Show Me The Money

     Tuesday, February 11th will be one of the biggest nights of the academic year for Mines’ Undergraduate Student Government (USG). After sorting through many fund requests and spending hours discussing, the Executive Team (Exec) has released their preliminary rollover proposal. Pending a USG Senate vote, thirteen projects will be fully funded and six events will receive some USG money. This is very exciting, but at the same time a bit confusing. Where is this money coming from? Why did these projects get to be considered? How is the decision being made? The best way to tackle these questions is to dive into Mines Student Government 101.

     Student government at Mines is broken into two main branches; Senate and Exec. You can kind of think of the Senate as the legislative branch, passing by-laws and approving spending. The Senate is made up of the class presidents and representatives (each class having three representatives, adding up to a total of four votes per class) and governing bodies (with BSO, BSM, MAC, Panhellenic Council, IFC, ISC, and SAAC all having one representative). There are three additional USG representatives that are voting members: the ‘at-larges’. The At-Large to the Community, At-Large to the Institution, and At-Large to the Faculty span the gap between USG and other important Mines and Golden organizations. They attend Senate and Exec meetings. In addition to at-large positions, Exec also has six members who do not have a senate vote; President, Vice President, Student Trustee, Treasurer, Secretary, and Parliamentarian. Their job is to ensure that USG functions in the correct way, and see that the by-laws are being followed when decisions are made. 

      Among other things, USG’s primary purpose is to distribute the money collected in student fees. Okay, now it’s time for Allocations 101. Each class, governing body, and Exec is given the opportunity to request funds before the final allocations meeting. In general, the total amount of money requested is significantly larger than the estimated range of student money available.  Every year around early April, there is an extraordinarily long Senate meeting, in which thousands of dollars are cut from every request, until the total requested is equal to the low-ball estimate of money available. 

    So, in theory, student fee money should always exceed the amount allocated. And, therefore, there should be at least a little extra money left once fees are collected in early September. Ideally, this money would be redistributed, but in reality, for at least the past four years, this money has sat and accumulated until reaching an amount of $92,000. Until last semester, the existence of this money was unknown.
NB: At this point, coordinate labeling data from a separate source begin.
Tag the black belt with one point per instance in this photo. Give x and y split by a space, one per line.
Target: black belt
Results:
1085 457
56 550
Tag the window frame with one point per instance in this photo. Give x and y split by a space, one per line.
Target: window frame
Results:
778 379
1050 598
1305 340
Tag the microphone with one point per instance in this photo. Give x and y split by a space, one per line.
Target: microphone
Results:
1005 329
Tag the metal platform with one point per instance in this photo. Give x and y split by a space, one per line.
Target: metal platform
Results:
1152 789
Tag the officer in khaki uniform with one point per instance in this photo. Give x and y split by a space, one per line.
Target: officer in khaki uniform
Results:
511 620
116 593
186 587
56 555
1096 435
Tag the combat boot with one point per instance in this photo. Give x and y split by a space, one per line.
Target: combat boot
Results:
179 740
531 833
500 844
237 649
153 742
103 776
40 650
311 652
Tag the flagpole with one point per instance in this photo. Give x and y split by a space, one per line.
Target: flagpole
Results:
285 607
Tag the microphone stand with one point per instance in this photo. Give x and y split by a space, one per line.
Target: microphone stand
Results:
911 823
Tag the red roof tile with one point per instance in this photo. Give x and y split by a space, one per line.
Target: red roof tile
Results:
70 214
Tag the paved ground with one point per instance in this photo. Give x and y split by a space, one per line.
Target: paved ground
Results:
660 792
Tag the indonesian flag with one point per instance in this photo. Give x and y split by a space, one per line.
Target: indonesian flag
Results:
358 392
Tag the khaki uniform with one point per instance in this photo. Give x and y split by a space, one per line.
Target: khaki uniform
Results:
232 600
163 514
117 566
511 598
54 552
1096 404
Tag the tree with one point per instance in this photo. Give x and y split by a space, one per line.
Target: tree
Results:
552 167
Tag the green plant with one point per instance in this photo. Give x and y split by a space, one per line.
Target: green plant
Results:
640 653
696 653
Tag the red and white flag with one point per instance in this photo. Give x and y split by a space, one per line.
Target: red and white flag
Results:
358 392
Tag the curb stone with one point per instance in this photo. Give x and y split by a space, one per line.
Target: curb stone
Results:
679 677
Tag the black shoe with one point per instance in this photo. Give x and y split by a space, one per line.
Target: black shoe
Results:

However, when a proposed fee increase to fund The Prospector reached a vote at the USG-GSG joint meeting, it was brought to the attention of Exec that this pool of money was there. Since it wouldn’t be logical to increase the student fee when past rollover had gone undistributed, the next step was to make sure this money was put to good use. 

    Exec spent over a month creating a process for the money to be distributed. An application was sent to the governing bodies and classes, who had a week to complete and submit them. The requests were redistributed to every voting member of the Senate, who had an additional week to rank them and give comments. “Projects were evaluated by all USG senate members based on the number of students impacted, the overall campus impact, the longevity or commitment to a project, and their relevance to current initiatives,” said Hanzelle Kleeman, Student Trustee. Once the evaluations were done, Exec had the chance to review the feedback. “From that point, the Executive Team met for a few hours to create an initial proposal for the distribution of funds,” said Kleeman. “We are very excited to see these projects come to fruition!”

     After weeks of logistical challenges and tons of input, Exec released their official proposal for funding, which is subject to approval at tonight’s (as of the release of this issue) USG Senate meeting. Here’s a quick list of the projects USG has recommended for full funding.

The Oredigger, completing the 12-issue academic year. 

More outlets added to the library.

Asian cultural fest ISC event.

Battle of the Bands event.

Black History Month event.

Every Oredigger focus group and remembrance event.

Faculty-student lunches.

Iftar ISC event.

Succulent giveaway.

Tie Dye stress relief event.

MURF meet and greet event.

Undergraduate research swag.

     Partial funding was suggested for the 2020 Prospector, E-Days security, the International Women’s Day event, APO’s JOY event, a mental health fair, and a New Year and Iftar ISC event.

    All-in-all, this would use about  45% of the rollover money. That may sound like quite a bit of money is left, but the goal of allocating this money wasn’t for the sake of spending it. USG wants to make sure that it is spent in a way that produces tangible impact. The rest of the money will be available for future applicants. Now that a rollover process has been effectively implemented, we are likely to see this used in future years, with even more impactful projects reaching the light of day. 
     We will keep you updated with the results of the USG vote in Issue 9 of The Oredigger.